Entrevista:O Estado inteligente

sábado, novembro 15, 2008

Renato Kherlakian conta como a Zoomp acabou


"Eu apostei errado"

Lailson Santos

A VIDA DEPOIS DO RAIO
Kherlakian: montanha de dívidas e perdas na "bolsa que virou pochete"


Em julho de 2006, o empresário Renato Kherlakian, 58 anos, dono da Zoomp, uma das mais conhecidas marcas de roupa do Brasil, vendeu o negócio. No mesmo pacote, foi contratado como consultor pelos investidores Enzo Monzani e Conrado Will, que mais tarde comprariam outras grifes sob o guarda-chuva de uma empresa desconhecida, de nome moderninho, a I’M. Em abril deste ano, a I’M afundou publicamente, imersa em dívidas. Deprimido, isolado e imobilizado pelo recesso de dois anos imposto por contrato, Kherlakian continuou até agosto a fingir que trabalhava, vendo a Zoomp sumir do mapa da moda.
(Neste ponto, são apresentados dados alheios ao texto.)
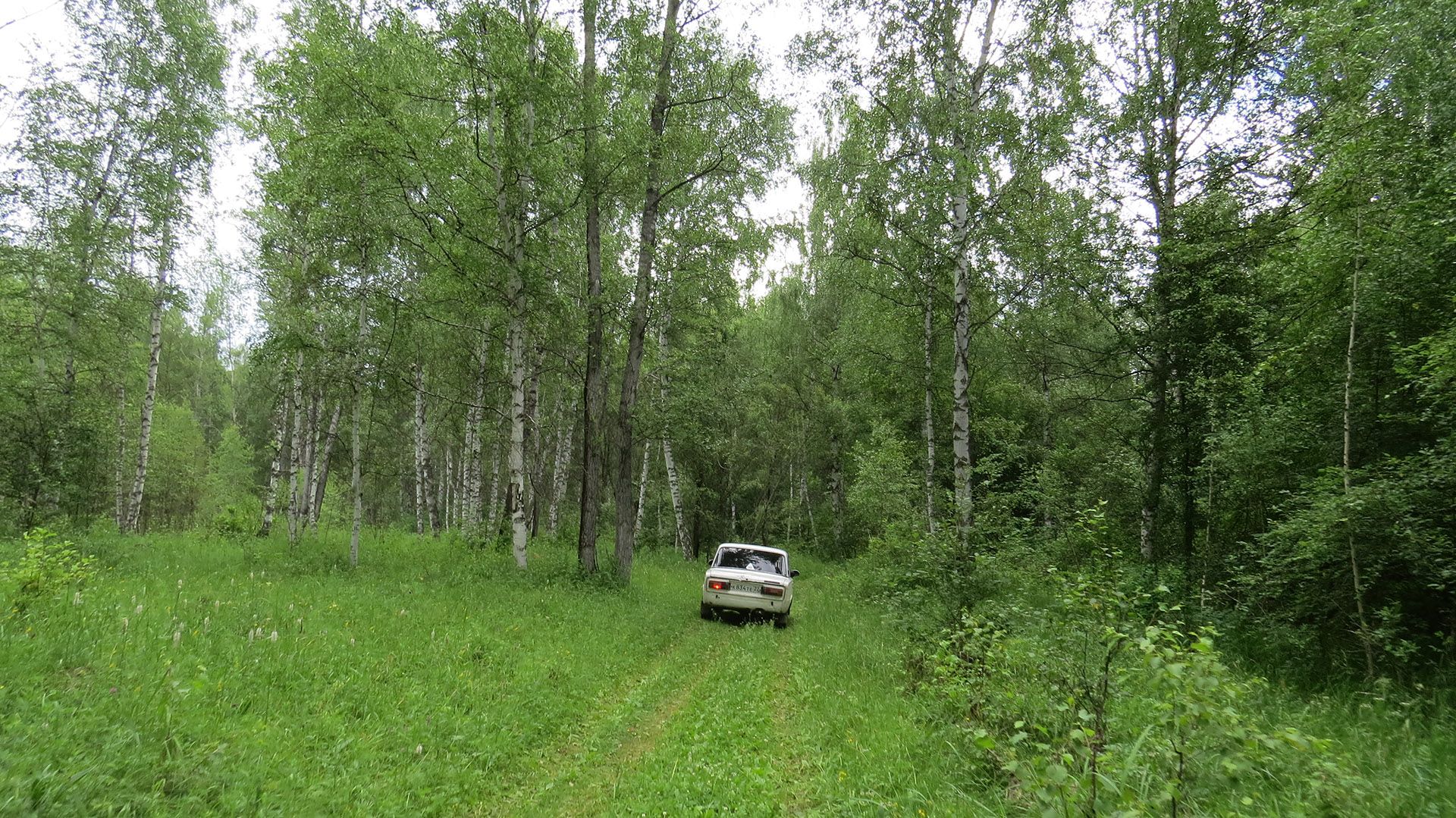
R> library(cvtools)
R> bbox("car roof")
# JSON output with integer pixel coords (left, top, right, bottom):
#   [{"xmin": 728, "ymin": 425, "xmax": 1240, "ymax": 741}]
[{"xmin": 718, "ymin": 543, "xmax": 789, "ymax": 556}]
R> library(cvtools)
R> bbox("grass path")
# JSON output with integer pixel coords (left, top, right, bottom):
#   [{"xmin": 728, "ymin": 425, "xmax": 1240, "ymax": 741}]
[{"xmin": 0, "ymin": 536, "xmax": 984, "ymax": 815}]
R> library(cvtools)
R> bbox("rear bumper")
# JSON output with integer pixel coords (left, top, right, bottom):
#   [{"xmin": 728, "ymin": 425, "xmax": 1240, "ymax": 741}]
[{"xmin": 703, "ymin": 591, "xmax": 793, "ymax": 613}]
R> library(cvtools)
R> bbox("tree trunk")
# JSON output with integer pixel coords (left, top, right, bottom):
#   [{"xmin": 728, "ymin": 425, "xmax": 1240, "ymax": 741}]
[
  {"xmin": 485, "ymin": 410, "xmax": 507, "ymax": 537},
  {"xmin": 125, "ymin": 217, "xmax": 176, "ymax": 533},
  {"xmin": 920, "ymin": 269, "xmax": 935, "ymax": 534},
  {"xmin": 350, "ymin": 268, "xmax": 369, "ymax": 568},
  {"xmin": 546, "ymin": 400, "xmax": 576, "ymax": 536},
  {"xmin": 288, "ymin": 349, "xmax": 304, "ymax": 550},
  {"xmin": 115, "ymin": 384, "xmax": 127, "ymax": 531},
  {"xmin": 299, "ymin": 387, "xmax": 323, "ymax": 525},
  {"xmin": 940, "ymin": 0, "xmax": 999, "ymax": 543},
  {"xmin": 309, "ymin": 400, "xmax": 344, "ymax": 534},
  {"xmin": 415, "ymin": 364, "xmax": 427, "ymax": 536},
  {"xmin": 1339, "ymin": 214, "xmax": 1374, "ymax": 679},
  {"xmin": 663, "ymin": 438, "xmax": 693, "ymax": 559},
  {"xmin": 632, "ymin": 441, "xmax": 652, "ymax": 541},
  {"xmin": 258, "ymin": 390, "xmax": 293, "ymax": 537},
  {"xmin": 616, "ymin": 0, "xmax": 679, "ymax": 582},
  {"xmin": 657, "ymin": 321, "xmax": 693, "ymax": 559},
  {"xmin": 576, "ymin": 0, "xmax": 607, "ymax": 573},
  {"xmin": 505, "ymin": 293, "xmax": 527, "ymax": 568}
]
Agora, pela primeira vez, falou à repórter Sandra Brasil sobre o barco furado em que se meteu e a tristeza pelo destino da marca, que em 34 anos de existência colocou o logotipo do raio nos jeans que todo mundo já usou.

O fim da Zoomp

"A marca, como era antes, morreu. O número de funcionários caiu de 800, em 2006, para cerca de 100. Avalio que tenha perdido 70% em faturamento e 98% em prestígio. Eu apostei errado. Vendi a Zoomp porque ela estava altamente endividada e queria encontrar uma forma de eternizá-la. Os investidores falavam que tinham meio bilhão de dólares para pôr no negócio. Enzo me abraçava e dizia que ia realizar meu sonho de perpetuar a Zoomp. Eu acreditei na fantasia de que dominaríamos o mercado, que seríamos uma empresa com dez marcas e que formaríamos um escudo protetor para dominar a América do Sul. Mas pararam de pagar aos fornecedores, que, conseqüentemente, pararam de entregar o produto. Foi a marca que deixou de atender o consumidor. Acho que ela vai tentar se reposicionar numa faixa de preços mais baixos, para vender mais. É o mesmo que pegar um tremendo cavalo de raça e colocar no pasto para correr atrás de gado. Destruíram a marca."

Dívida e esqueletos

"A princípio, o passivo da Zoomp era inferior a 130 milhões de reais. Os investidores assumiriam as dívidas e eu e meu ex-sócio, Alvaro Neiva, receberíamos 56 milhões para dividir entre nós. Após a venda, viu-se que a dívida era de mais de 200 milhões, e eles contingenciaram absolutamente tudo o que eu tinha a receber. Talvez eu tenha sido ludibriado internamente, antes da venda, porque havia mais esqueletos dentro da empresa. Eu e Alvaro recebemos os 2 milhões de reais iniciais. Deu 1 milhão para cada um. E só."

O recesso de dois anos

"Todo mundo achava que eu realmente fazia a direção de criação, e eu confirmava. Hoje, meu nariz é grande tanto pela ascendência armênia como pelas mentiras bobas que tive de contar"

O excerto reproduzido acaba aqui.